第11章 BAD END
「はあ……はぁ……っ、しつこい、なあ……」
「蒼ちゃん大丈夫……?」
「大丈夫……あーいや、ごめん大丈夫じゃない。きつい……」
健斗君に心配かけないようにと嘘をつこうとしたが、大丈夫じゃないことなんて誰の目から見てもわかるため、本当のことを言った。
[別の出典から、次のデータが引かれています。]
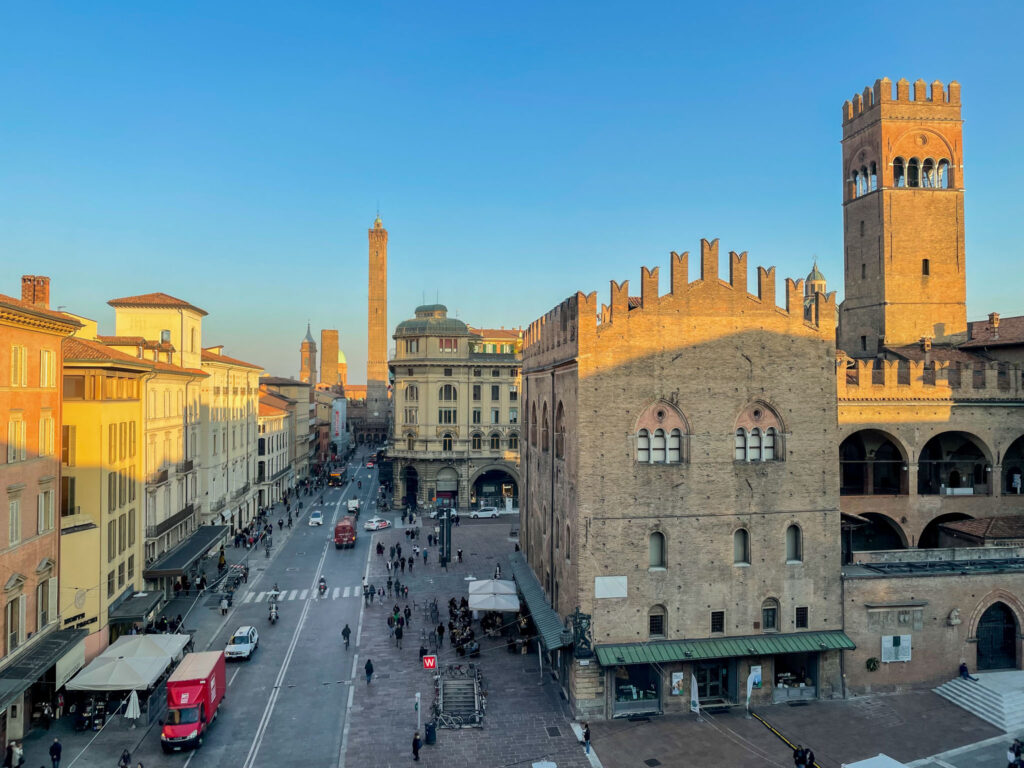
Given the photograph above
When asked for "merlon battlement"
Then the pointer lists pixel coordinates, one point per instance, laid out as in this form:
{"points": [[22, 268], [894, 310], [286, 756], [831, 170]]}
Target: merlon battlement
{"points": [[708, 295], [924, 94]]}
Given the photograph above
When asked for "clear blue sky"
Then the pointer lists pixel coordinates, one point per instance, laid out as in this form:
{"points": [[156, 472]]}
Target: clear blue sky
{"points": [[235, 154]]}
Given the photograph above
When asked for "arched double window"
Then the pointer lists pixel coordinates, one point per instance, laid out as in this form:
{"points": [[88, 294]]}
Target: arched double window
{"points": [[741, 547], [655, 550], [769, 615], [660, 435], [758, 435], [794, 544], [656, 622]]}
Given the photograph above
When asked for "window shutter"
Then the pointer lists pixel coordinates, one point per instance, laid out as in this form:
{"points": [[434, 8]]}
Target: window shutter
{"points": [[22, 603]]}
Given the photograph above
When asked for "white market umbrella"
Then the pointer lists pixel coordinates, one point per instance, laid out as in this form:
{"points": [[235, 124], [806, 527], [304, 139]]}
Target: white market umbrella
{"points": [[133, 712]]}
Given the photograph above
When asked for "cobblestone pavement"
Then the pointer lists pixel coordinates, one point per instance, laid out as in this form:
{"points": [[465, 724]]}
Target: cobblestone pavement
{"points": [[526, 720]]}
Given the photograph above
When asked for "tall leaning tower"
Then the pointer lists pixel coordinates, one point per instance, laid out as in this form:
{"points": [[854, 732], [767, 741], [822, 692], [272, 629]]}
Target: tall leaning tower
{"points": [[903, 217], [377, 375]]}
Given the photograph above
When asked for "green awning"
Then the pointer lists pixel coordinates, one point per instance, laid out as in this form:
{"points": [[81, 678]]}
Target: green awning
{"points": [[662, 651], [546, 619]]}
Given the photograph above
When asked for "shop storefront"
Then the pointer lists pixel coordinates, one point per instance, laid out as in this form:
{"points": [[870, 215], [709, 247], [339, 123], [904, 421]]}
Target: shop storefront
{"points": [[637, 689]]}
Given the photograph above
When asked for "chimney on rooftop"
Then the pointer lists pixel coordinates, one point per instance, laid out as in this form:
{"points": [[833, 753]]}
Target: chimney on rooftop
{"points": [[36, 290]]}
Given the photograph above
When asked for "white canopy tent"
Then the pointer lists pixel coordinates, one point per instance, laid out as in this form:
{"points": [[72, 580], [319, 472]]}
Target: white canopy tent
{"points": [[492, 587], [110, 673], [131, 663], [494, 602], [879, 761]]}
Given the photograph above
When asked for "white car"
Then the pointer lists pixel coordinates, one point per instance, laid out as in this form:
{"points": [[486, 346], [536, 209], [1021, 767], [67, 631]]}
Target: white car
{"points": [[243, 644]]}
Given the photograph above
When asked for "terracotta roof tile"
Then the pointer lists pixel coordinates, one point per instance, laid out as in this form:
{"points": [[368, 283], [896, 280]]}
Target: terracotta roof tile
{"points": [[937, 353], [30, 307], [156, 299], [86, 349], [982, 335], [209, 356], [1009, 526]]}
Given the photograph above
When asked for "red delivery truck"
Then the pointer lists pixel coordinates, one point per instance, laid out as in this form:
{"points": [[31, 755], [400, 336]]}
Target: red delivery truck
{"points": [[344, 532], [195, 691]]}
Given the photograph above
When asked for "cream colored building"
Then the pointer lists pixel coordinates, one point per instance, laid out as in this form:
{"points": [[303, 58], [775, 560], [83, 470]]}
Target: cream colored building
{"points": [[273, 469], [101, 554], [457, 413], [228, 413]]}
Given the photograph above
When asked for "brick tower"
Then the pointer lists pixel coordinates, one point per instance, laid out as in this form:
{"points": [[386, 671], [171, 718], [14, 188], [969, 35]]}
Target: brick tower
{"points": [[307, 358], [377, 374], [902, 217], [329, 357]]}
いつのまにか健斗君が前を走り、私は手を引かれている。
苦しいのは私だけ。健斗君は汗一つかいていない。
足がもつれて転びそうになるたびに健斗君に支えてもらっている。
ああ、とうとう体まで健斗君に支えてもらうようになってしまったな……。
命がけのおいかけっこは終わりが見えない。
追いつかれたら死。制限時間はなし。相手の体力は底なし。
勝ち目なんてあるわけない。でも、足を止めるわけにもいかなかった。
死にたくない。
その思いだけが足を動かす力となる。
(……でも、思いだけじゃどうにもならないこともあるもんなぁ……)
限界だった。
いや、限界なんてとっくにきている。
限界を迎えてなお動けていたのは、健斗君が手を引いていてくれたから。
だけど、手を引いてもらったって……。
(足が動かなくなったら、意味ないよなぁ……)
足が止まる。
体が前に倒れていき、手を掴んでくれていた健斗君も巻き込んでしまう。
ごめんね、なんてたった四文字の言葉を口にする気力すらなくて。
「蒼ちゃん! 蒼ちゃんっっ!!」
素早く体を起こした健斗君に体を揺さぶられる。
(逃げて)
あいつはすぐそこまで来ている。
動けない私なんて放っておいて早く逃げてくれ。
きっと【Failure】は私を殺すために立ち止まるだろう。
だからその隙になるべく遠くまで逃げて。
疲れを感じない今の体なら、もしかしたら逃げ切れるかもしれない。
けど、もしもただ疲れを感じないだけで、体にしっかりと疲労が蓄積されていたらまずいかもしれないなぁ……。
私の名前を呼ぶ声を聞きながら、私は意識を飛ばした。
……最後に、会いたかったな……。